A new set of articles in Health Affairs about the declining rate of health care spending increases debate whether it's the recession or a slow down in the use of new technology. The authors conclude "that a host of fundamental changes—including less rapid development of imaging technology and new pharmaceuticals, increased patient cost sharing, and greater provider efficiency—were responsible for the majority of the slowdown in spending growth."
It is just the opposite.
The continuing decline since 2000 is the result of people living longer healthier lives due in large part to new devices and medicines for previously untreatable diseases. In particular, the decline in the spending rates correlates strongly with steep declines in morbidity and mortality from cancer. If you reduce the amount of people dying and being treated from a leading cause of death and illness you are going to slow the climb in health care spending.
Consider the following:
- Over the past 20 years, cancer deaths in the United States have dropped 30 percent, faster than in any time in history.
- The percentage of cancer patients who have to be hospitalized has been cut in half.
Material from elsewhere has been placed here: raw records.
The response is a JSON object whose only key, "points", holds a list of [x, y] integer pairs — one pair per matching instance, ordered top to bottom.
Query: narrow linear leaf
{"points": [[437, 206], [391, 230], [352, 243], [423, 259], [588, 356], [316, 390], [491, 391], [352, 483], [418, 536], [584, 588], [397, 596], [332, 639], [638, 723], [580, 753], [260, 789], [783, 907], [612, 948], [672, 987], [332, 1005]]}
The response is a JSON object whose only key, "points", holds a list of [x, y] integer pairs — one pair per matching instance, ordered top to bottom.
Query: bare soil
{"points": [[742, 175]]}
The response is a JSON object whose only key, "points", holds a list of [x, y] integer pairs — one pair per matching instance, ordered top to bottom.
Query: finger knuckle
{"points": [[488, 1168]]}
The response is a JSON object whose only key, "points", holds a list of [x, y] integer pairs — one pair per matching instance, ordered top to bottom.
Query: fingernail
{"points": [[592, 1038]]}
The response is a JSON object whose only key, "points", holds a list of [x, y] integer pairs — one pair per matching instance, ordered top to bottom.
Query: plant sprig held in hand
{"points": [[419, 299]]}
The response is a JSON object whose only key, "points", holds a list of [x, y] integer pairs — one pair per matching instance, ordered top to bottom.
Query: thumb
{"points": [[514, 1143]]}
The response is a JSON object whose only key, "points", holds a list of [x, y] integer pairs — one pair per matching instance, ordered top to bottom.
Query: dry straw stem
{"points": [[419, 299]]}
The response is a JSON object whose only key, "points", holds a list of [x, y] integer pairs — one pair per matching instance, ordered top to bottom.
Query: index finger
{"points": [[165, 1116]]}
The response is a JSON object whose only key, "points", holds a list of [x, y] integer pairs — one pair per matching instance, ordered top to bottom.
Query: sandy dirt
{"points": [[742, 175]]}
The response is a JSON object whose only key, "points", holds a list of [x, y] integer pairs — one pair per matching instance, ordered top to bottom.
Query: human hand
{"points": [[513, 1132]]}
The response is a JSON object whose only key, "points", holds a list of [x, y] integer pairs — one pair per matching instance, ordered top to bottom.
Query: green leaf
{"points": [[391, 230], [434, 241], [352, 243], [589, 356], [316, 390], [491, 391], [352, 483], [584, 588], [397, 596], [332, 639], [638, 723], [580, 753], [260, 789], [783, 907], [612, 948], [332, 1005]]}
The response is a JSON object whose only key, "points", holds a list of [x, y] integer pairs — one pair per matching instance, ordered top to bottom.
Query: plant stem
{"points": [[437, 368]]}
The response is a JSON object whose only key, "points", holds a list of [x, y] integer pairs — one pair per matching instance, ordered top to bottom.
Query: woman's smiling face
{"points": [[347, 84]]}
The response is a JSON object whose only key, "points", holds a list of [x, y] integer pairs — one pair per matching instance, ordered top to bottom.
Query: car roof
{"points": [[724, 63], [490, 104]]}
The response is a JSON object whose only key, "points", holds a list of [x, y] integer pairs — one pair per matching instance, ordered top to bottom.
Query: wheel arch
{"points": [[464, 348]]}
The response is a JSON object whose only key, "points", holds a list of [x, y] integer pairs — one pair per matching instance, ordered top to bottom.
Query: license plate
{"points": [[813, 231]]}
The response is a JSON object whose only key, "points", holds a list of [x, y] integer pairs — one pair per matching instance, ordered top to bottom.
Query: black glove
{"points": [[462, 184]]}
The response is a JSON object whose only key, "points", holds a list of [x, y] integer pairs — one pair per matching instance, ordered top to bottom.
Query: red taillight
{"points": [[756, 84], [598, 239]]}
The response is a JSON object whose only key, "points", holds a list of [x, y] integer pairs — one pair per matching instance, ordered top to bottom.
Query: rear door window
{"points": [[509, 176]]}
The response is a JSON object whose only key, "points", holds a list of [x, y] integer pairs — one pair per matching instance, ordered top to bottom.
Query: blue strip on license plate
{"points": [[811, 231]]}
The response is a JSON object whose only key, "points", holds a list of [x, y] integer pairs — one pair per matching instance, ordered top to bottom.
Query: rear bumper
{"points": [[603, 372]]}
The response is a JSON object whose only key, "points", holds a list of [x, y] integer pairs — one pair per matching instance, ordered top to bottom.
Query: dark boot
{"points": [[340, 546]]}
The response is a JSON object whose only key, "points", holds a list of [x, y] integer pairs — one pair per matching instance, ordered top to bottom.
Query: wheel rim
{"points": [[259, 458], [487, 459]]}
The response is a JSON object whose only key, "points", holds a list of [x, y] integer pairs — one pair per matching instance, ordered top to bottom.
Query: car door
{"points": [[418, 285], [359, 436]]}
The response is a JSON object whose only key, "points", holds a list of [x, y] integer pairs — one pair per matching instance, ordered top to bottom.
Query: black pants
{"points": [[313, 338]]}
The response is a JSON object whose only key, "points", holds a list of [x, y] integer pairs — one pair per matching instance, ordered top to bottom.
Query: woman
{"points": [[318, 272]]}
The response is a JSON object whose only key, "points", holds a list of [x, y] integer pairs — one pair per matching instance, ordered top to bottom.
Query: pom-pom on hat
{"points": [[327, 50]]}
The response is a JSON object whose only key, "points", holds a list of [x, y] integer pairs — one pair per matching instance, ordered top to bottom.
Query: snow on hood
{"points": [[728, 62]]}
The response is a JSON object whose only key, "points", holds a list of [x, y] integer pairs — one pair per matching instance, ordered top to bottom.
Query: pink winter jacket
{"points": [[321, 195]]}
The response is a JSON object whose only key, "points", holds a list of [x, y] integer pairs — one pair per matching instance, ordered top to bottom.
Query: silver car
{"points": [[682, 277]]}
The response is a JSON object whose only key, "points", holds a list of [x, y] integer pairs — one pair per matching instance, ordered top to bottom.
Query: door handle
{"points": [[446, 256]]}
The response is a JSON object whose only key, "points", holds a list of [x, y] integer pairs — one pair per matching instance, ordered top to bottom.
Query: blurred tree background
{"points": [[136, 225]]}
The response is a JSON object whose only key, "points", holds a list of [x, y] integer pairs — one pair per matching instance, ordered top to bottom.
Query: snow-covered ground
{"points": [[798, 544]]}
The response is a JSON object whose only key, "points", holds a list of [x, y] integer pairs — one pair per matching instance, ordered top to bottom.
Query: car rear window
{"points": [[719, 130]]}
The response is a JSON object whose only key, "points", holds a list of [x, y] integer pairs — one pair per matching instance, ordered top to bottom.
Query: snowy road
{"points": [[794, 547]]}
The number of cancer survivors has more than doubled from about 6.8 million to 14 million today.
- That translates into 43 million additional life years worth $4.2 trillion in income.
Finally, as Frank Lichtenberg's recently updated paper on the contribution of new cancer therapies to longer life and greater value notes that "the cost of new cancer drugs is less than 1% of the value of the mortality reduction they yielded."
We need to reboot the way we pay for health care to capitalize on and encourage even more innovation. That, not a slowdown in the adoption of such technologies, will continue to make health care more affordable.